The authors sought to quantify the treatment patterns and outcomes for limited-stage (LS) and extensive-stage (ES) small cell lung cancer (SCLC) in a real-world setting.
A review was conducted using the Glans-Look Research Database of patients with SCLC managed at a tertiary cancer center in Canada from 2010 to 2016. Adherence was defined as the commencement of planned SCLC treatment. Rate of compliance with the Alberta Health Services, American Society of Clinical Oncology, and National Comprehensive Cancer Network SCLC treatment guidelines was evaluated. Outcomes were analyzed using the Kaplan-Meier method and the Cox proportional hazards model.

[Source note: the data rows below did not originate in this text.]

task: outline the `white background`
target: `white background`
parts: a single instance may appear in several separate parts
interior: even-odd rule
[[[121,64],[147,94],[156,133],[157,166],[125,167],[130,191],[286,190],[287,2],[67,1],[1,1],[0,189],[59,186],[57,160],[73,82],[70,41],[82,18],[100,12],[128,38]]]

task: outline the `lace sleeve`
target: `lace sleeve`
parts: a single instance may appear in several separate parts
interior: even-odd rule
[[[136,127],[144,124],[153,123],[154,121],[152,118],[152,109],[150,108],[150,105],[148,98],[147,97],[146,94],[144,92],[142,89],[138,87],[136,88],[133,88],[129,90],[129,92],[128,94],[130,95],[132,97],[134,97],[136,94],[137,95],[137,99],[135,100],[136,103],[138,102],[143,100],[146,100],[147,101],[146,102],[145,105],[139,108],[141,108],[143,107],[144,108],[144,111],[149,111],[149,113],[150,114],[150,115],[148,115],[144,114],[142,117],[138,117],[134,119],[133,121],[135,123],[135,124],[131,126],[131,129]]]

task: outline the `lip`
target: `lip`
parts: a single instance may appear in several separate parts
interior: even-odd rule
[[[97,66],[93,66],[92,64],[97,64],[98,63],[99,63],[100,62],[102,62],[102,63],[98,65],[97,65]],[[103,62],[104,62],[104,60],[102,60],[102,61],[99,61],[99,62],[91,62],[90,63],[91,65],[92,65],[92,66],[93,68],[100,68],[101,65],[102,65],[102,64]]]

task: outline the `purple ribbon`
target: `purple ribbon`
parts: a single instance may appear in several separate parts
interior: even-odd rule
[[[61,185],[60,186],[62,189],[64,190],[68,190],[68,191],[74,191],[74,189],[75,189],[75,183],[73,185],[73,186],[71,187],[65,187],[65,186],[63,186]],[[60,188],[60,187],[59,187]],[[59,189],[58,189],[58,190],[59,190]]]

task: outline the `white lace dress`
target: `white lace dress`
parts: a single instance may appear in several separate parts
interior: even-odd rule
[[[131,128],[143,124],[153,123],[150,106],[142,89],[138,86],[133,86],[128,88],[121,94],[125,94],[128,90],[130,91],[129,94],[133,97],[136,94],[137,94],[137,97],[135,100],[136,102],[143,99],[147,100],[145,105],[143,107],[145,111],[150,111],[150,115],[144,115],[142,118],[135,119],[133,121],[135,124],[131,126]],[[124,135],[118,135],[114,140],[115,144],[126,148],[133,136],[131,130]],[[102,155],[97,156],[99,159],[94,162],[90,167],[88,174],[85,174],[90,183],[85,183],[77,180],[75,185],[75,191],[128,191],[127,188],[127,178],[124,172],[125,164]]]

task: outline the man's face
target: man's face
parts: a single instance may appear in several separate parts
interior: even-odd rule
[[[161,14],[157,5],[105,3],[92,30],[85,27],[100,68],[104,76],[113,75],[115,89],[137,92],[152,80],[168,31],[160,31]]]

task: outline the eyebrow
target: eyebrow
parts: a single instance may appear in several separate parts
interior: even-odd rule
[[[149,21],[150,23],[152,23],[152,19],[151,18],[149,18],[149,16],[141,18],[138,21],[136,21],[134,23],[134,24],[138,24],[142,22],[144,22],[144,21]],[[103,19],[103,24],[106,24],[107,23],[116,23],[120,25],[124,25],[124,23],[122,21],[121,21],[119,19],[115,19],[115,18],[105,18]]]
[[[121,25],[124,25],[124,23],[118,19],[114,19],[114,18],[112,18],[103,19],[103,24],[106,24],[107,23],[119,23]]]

A total of 404 patients met our inclusion criteria, 31% were LS. The median age at first treatment receipt was 67 years. LS treatment consisted mostly of chemoradiation (62%). Chemoradiation and surgery±adjuvant predicted better survival (median, 32 and 40 mo, respectively) compared with no treatment. ES treatment consisted mostly of chemotherapy (90%). Chemotherapy and thoracic radiotherapy correlated with longer overall survival (13 vs. 9 mo, respectively) compared with chemotherapy alone. Prophylactic cranial irradiation receipt in LS (50%) and ES (20%) predicted favorable survivals than none (LS: hazard ratio, 0.48; 95% CI, 0.29-0.79; ES: hazard ratio, 0.48; 95% CI, 0.33-0.70). Approximately a quarter of relapsed LS and ES had second-line chemotherapy; improved survival with second line was observed only in ES (P<0.01).
This study highlights high rates of guideline-recommended first treatment among the real-world LS and ES patients but it also revealed important outcome differences in relapsed LS and ES patients treated with second-line chemotherapy.